何かこう、男子中学生が身内にエロ本を見つけられた時の気まずさに似てるような気がする。
なつみは「またか」って溜息つくだけで終わるだろうし、兄さんは「お前の趣味はコイツだろ」なんて意中のキャラクターを当ててきたりするかもしれない。

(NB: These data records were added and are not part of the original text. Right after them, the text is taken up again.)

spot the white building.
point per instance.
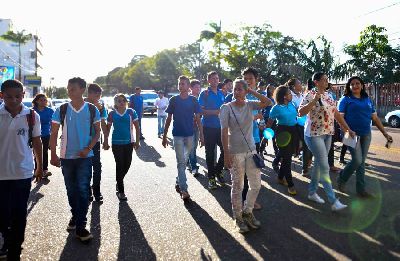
(9, 56)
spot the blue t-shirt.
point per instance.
(284, 114)
(183, 111)
(123, 126)
(45, 120)
(210, 100)
(357, 113)
(137, 101)
(76, 131)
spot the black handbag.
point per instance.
(258, 160)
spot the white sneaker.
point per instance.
(314, 197)
(338, 206)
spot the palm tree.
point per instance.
(18, 38)
(214, 35)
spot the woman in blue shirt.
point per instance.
(358, 111)
(123, 142)
(285, 114)
(45, 113)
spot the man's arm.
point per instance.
(54, 160)
(38, 151)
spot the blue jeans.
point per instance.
(319, 146)
(77, 174)
(96, 163)
(357, 163)
(161, 123)
(182, 145)
(192, 155)
(14, 196)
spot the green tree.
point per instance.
(19, 38)
(372, 58)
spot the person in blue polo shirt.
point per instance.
(183, 109)
(211, 101)
(358, 111)
(136, 103)
(45, 113)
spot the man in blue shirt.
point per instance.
(211, 101)
(184, 109)
(76, 152)
(94, 95)
(136, 103)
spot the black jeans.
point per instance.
(96, 166)
(212, 137)
(123, 160)
(14, 196)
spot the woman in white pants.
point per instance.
(237, 140)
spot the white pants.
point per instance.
(243, 163)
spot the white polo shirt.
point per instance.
(15, 155)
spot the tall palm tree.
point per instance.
(19, 38)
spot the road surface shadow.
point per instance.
(148, 153)
(132, 242)
(226, 246)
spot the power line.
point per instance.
(380, 9)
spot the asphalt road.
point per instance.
(155, 223)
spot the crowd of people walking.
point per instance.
(228, 118)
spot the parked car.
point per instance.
(27, 102)
(393, 118)
(149, 98)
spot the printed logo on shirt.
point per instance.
(21, 132)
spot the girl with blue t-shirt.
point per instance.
(358, 111)
(45, 113)
(285, 114)
(122, 140)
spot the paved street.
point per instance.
(155, 224)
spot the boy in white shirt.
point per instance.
(19, 133)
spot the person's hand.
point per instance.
(55, 161)
(164, 141)
(227, 160)
(83, 153)
(352, 133)
(201, 141)
(388, 137)
(38, 174)
(105, 145)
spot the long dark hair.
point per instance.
(37, 97)
(347, 90)
(316, 77)
(279, 94)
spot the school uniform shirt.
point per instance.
(76, 131)
(161, 105)
(357, 113)
(122, 126)
(45, 120)
(285, 115)
(15, 154)
(183, 111)
(320, 120)
(211, 101)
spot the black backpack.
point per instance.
(92, 110)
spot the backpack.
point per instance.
(30, 118)
(110, 115)
(92, 110)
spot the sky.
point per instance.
(89, 38)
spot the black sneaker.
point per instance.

あの二人ならまだ傷は浅いけど、母さんに見つかって何も言わずただ呆れたような目をされて溜息をつかれた日にはもう。
想像しただけで怖い。
「心残りですか? 買い集めたグッズとか、行く予定だったイベントの事とかくらいですかね」
「パソコンの中身とか、本棚の裏とか引き出しの裏に貼り付けた何かとかそういうのは無いの?」
「っ!? な、何で引き出しの裏を知ってるんですか!」
「え、いや……小さいメモリーカードとかなら貼り付けておけるかなぁと。あとは、付録とか店舗ごとに違う特典とか」
そこまではやらないかと思いつつ、動揺した神原君を見ながら指折り上げてゆく。
イナバだけではなくくろうさまで興味深そうに目を輝かせる一方で、神原君はよろけて背後の棚に軽くぶつかった。
そこまで頭が回らなかったんだろうか。
でも、神原君の趣味なら多分可愛いくらいだと思うけど。
「でもあれか。そいう物が出てこないってことは、心配になるような事は無いんだもんね。いいなぁ」
「……抱き枕、添い寝シーツ、添い寝CD」
「えっ?」
「迂闊だった……なんで僕は今までそんな重要なことを忘れて……うわあああああ!」
はぁ。意外と濃いみたい。
抱き枕に添い寝シーツとは、レベルが高いわ。
神原君の前世がとても気になってきたんだけど、この様子だと話してくれないだろうな。
「由宇お姉さん。人は誰だって、開けられたくないブラックボックスを持ってるんですよ」
「あ、うん。なんだかとても悪いことをしたと思ってるわ」
「ええ。誰しも知られたくない事はありますからね」
ここでの慰めは逆効果だろうか、と思いながら神原君の様子を窺う。
彼は頭を抱えたまま叫んでおり私達の会話も聞こえていないようだ。
「神原君、ごめんね? でもほら、そういうの耐性あるから平気だし、他言無用にするから」
「うわぁ、うわあぁぁぁ!」
「あーやっぱり逆効果か」
「……ですね。可哀想に」
私にバレたくらいでそう気にしなくてもいいんだけど。
顔見知りにバレたというのが嫌なのかな。だとしたら、申し訳ない事をした。
気まずさを誤魔化すように私は神原君が作ってくれたサンドイッチを無心で頬張り続けた。